In conclusione – esclusa perché fuorviante l’indagine sull’obbligazione giuridica assunta dal medico – il confronto fra coppia infeconda e quella semisterile non è fra termini omogenei e quindi non è tale da poter essere assunto a valido scrutinio di una irragionevole disparità di trattamento.

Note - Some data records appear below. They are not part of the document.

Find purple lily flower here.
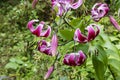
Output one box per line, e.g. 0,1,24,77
109,16,120,31
51,0,83,16
74,24,100,43
32,0,38,9
63,50,86,66
38,35,58,56
91,3,109,22
27,20,51,37
44,66,54,79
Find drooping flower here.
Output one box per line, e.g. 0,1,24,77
74,24,100,43
109,15,120,31
44,66,54,79
32,0,38,9
38,34,58,56
63,50,86,66
27,20,51,37
91,3,109,22
51,0,83,16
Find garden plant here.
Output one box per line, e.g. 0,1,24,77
0,0,120,80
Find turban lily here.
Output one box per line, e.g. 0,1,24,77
32,0,38,9
91,3,109,22
74,24,100,43
27,20,51,37
38,35,58,56
51,0,83,16
109,16,120,31
63,50,86,66
44,66,54,79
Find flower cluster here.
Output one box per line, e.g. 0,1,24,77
27,0,116,79
109,15,120,31
91,3,109,22
27,20,51,37
63,51,86,66
74,24,100,43
51,0,83,16
38,35,58,56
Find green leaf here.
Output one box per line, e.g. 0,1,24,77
109,59,120,80
59,29,74,40
92,56,105,80
60,76,68,80
69,18,85,31
92,45,108,80
5,62,19,69
10,57,24,64
96,45,108,65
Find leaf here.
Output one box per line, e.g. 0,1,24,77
60,76,68,80
92,56,105,80
92,45,108,80
5,62,19,69
10,57,24,64
59,29,74,40
69,18,85,31
109,59,120,80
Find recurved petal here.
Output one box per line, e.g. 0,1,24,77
63,54,70,65
109,15,120,31
78,50,86,65
44,66,54,79
32,0,38,9
51,34,58,56
27,20,39,32
32,21,44,37
87,25,95,42
71,0,83,9
69,53,76,66
74,28,87,43
57,6,64,16
40,26,51,37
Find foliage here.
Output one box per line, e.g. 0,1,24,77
0,0,120,80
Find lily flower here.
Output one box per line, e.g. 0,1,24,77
109,16,120,31
51,0,83,16
74,24,100,43
38,35,58,56
44,66,54,79
91,3,109,22
27,20,51,37
32,0,38,9
63,50,86,66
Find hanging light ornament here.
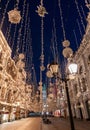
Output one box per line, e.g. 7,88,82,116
36,0,48,71
36,0,48,17
8,0,21,24
58,0,73,58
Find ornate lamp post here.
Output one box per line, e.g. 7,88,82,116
49,62,77,130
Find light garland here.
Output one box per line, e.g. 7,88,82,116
8,0,21,24
36,0,48,71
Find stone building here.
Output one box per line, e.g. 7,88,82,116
68,13,90,120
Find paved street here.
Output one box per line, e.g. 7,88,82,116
0,118,90,130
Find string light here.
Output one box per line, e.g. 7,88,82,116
73,30,79,48
76,19,82,37
22,4,29,52
81,6,86,20
58,0,66,40
17,0,26,52
58,0,73,60
36,0,48,71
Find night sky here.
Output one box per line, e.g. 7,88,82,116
0,0,88,82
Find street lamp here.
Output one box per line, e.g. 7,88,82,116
49,62,77,130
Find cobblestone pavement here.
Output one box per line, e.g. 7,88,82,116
42,118,90,130
0,117,90,130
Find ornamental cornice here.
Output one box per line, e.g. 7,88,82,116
74,13,90,60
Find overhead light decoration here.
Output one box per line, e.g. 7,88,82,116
8,8,21,24
36,5,48,17
8,0,21,24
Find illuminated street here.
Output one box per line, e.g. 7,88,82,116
0,117,90,130
0,0,90,130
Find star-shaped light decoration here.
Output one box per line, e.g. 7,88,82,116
36,5,48,17
8,8,21,24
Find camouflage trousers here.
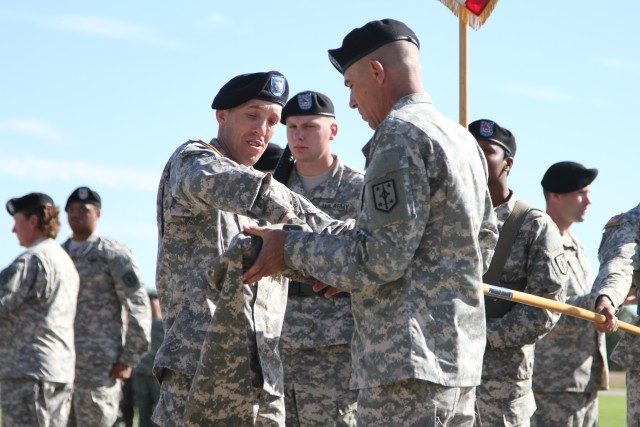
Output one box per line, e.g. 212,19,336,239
357,379,476,427
151,368,193,427
0,378,73,427
131,372,160,427
476,378,536,427
281,345,358,427
627,368,640,427
531,391,598,427
69,364,122,427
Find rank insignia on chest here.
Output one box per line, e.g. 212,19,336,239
372,180,398,212
555,254,569,274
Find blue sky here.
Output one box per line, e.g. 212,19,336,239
0,0,640,294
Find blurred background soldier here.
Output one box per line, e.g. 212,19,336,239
0,193,79,427
593,205,640,426
276,91,364,427
62,187,151,427
531,162,609,427
132,291,164,427
469,120,568,427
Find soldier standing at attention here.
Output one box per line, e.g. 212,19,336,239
469,120,568,427
593,205,640,426
153,71,342,427
62,187,151,427
280,91,364,427
244,19,497,426
0,193,79,427
531,162,609,427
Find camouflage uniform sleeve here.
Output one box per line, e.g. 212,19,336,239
170,147,337,231
594,218,640,307
110,242,151,366
487,211,568,348
0,253,42,315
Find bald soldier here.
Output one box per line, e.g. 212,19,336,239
153,71,344,426
469,119,569,427
245,19,497,426
280,91,364,427
531,162,609,427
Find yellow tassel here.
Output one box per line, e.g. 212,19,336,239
440,0,498,30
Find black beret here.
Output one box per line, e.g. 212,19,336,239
329,19,420,74
540,162,598,193
280,90,336,125
211,71,289,110
7,193,53,216
469,119,516,157
64,187,102,211
253,142,284,172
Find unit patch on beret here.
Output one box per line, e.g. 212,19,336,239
269,74,286,96
372,180,398,212
298,92,313,110
480,120,495,138
555,254,569,274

Infatti, a differenza di quanto accade nella coppia infeconda, l’affermazione del diritto della coppia semisterile alla procreazione (con materiale genetico altrui) coinvolge i diritti giuridici soggettivi di persone ad essa terzi (quali il donatore o i donatori ed il figlio) alla ricerca dei legami parentali, con tutti i profili morali, patrimoniali ed assistenziali che essa comporta. La sostanziale diversità quindi tra situazioni giuridiche coinvolte nella procreazione della coppia semisterile e di quella infeconda esclude in radice una disparità di trattamento: essendo sostanzialmente e giuridicamente diverse le premesse, logico che siano distinte le conseguenze, legittima quindi la diversa disciplina giuridica di trattamento che esclude la fecondazione eterologa per quella semisterile, consentendo solo l’omologa per l’infeconda.
Preciso: non intendo qui proporre la graduazione dei diritti del concepito o del donatore, rispetto alla coppia semisterile che è ricorsa a fecondazione eterologa. Affermo solo che con tale tecnica sorgono rapporti giuridici rilevanti connessi alla ricerca del legame parentale genetico, di cui ho fatto solo alcuni esempi. A me basta attirare l’attenzione sulla circostanza che tali rapporti (fra i diritti della coppia alla procreazione e i diritti del concepito e omega replica dei genitori genetici) possano esserci nella coppia semisterile, per distinguere la sua pretesa alla procreazione da quella della coppia infeconda, che tali rapporti e tali relazioni non causa. E tanto mi basta per affermare come sia mal posta l’affermata disparità di trattamento fra la fecondazione omologa e l’eterologa rispetto al diritto proclamato dalla coppia: solo nella seconda (e non nella prima) l’affermazione del diritto coinvolge compulsa e limita diritti fondamentali dei terzi. E tale condizione è necessaria e sufficiente, a mente della stessa Convenzione EDU (art. 8-11) per ritenere adeguata e ragionevole la previsione interna che limita un diritto fondamentale.